The deal combines two of the nation's largest engineering and construction firms. URS has 29,500 employees in 20 countries, while Washington Group has 25,000 employees worldwide.
The combined company would operate under the name URS Corporation, and would have one of the largest teams of nuclear scientists and engineers in the industry and a backlog of projects exceeding $11 billion in more than 50 countries, company officials said.
The deal, which is subject to approval by the stockholders of each company and regulators, is expected to close in the second half of this year, the companies said.
Koffel would remain as CEO of the combined company, and one member of the Washington Group board of directors will serve on the combined company's board.
URS will "have a significant presence in the anticipated resurgence of the nuclear industry, including fuel sourcing, enrichment, power generation and spent fuel reprocessing and disposition," Washington Group CEO Stephen Hanks said.

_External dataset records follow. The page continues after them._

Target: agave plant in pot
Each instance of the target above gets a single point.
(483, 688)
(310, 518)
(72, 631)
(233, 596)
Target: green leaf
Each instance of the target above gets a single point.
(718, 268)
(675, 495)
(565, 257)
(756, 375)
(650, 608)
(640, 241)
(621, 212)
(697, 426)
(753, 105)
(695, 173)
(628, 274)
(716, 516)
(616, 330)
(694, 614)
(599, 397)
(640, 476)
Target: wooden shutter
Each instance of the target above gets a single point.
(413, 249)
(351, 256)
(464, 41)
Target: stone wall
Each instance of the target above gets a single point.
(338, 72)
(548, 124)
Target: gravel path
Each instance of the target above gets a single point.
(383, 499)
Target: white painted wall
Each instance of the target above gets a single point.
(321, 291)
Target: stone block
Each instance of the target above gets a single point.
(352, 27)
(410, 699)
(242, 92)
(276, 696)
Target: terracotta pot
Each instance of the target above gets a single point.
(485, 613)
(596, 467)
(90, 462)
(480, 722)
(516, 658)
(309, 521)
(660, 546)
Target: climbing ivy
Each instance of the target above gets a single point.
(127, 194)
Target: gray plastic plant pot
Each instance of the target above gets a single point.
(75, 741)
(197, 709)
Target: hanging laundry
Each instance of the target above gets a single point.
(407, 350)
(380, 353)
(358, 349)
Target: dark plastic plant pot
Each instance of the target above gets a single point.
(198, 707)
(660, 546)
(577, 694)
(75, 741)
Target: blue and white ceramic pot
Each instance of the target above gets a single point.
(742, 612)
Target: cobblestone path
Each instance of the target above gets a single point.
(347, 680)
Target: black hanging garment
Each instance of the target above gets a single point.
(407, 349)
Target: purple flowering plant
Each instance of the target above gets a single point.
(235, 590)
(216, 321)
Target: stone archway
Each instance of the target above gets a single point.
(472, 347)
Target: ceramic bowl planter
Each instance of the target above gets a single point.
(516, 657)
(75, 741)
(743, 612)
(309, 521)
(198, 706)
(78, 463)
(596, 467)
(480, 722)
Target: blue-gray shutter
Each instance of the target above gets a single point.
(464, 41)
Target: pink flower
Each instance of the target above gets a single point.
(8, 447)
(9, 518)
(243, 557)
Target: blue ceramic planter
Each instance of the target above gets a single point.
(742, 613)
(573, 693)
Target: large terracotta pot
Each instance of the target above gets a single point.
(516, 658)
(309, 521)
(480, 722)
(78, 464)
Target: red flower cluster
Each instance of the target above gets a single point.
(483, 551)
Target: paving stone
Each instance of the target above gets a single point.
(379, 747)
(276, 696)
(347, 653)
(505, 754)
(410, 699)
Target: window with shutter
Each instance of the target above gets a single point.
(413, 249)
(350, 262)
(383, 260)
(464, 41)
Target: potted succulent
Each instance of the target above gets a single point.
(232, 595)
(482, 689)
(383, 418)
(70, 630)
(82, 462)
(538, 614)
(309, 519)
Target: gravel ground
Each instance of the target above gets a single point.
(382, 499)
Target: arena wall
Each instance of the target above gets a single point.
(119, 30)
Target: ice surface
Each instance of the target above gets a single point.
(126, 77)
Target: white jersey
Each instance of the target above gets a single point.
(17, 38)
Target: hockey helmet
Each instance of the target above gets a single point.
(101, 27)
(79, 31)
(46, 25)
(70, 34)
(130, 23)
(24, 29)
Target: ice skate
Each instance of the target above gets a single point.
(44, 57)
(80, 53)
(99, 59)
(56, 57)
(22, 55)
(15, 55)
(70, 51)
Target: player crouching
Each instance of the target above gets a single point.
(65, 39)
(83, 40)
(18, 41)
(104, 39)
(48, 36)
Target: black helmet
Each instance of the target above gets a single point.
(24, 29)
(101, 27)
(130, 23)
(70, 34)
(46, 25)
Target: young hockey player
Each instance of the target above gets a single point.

Boise-based Washington Group International, once named Morrison Knudsen Corp., helped build Hoover Dam and the San Francisco Bay Bridge. It earned nearly $81 million on more than $3.4 billion in revenue during the 2006 fiscal year, but business has not always been so good for the company.
In May 2001, it emerged from its second bankruptcy filing in six years. At the time, executives blamed the company's financial troubles on undisclosed liabilities it incurred when it bought Raytheon Engineers and Constructors, the power unit of defense and aircraft giant Raytheon Co.
The purchase gave Washington Group a strong foothold in the power and defense market, but it came with hidden costs. Of more than 300 contracts acquired in the purchase, a dozen cost much more to complete than Raytheon had disclosed to Washington Group. Raytheon estimated its costs at less than $800 million, while Washington Group later pegged them at $3 billion.
Washington Group sued Raytheon, and the companies later settled without any cash changing hands or either company admitting any wrongdoing. Eventually, Raytheon was required to pay $2.5 billion to complete the projects because of previous guarantees to project owners.
Former Washington Group shareholders also sued Raytheon for their losses. Raytheon settled that lawsuit in 2005 for $39 million without admitting any wrongdoing.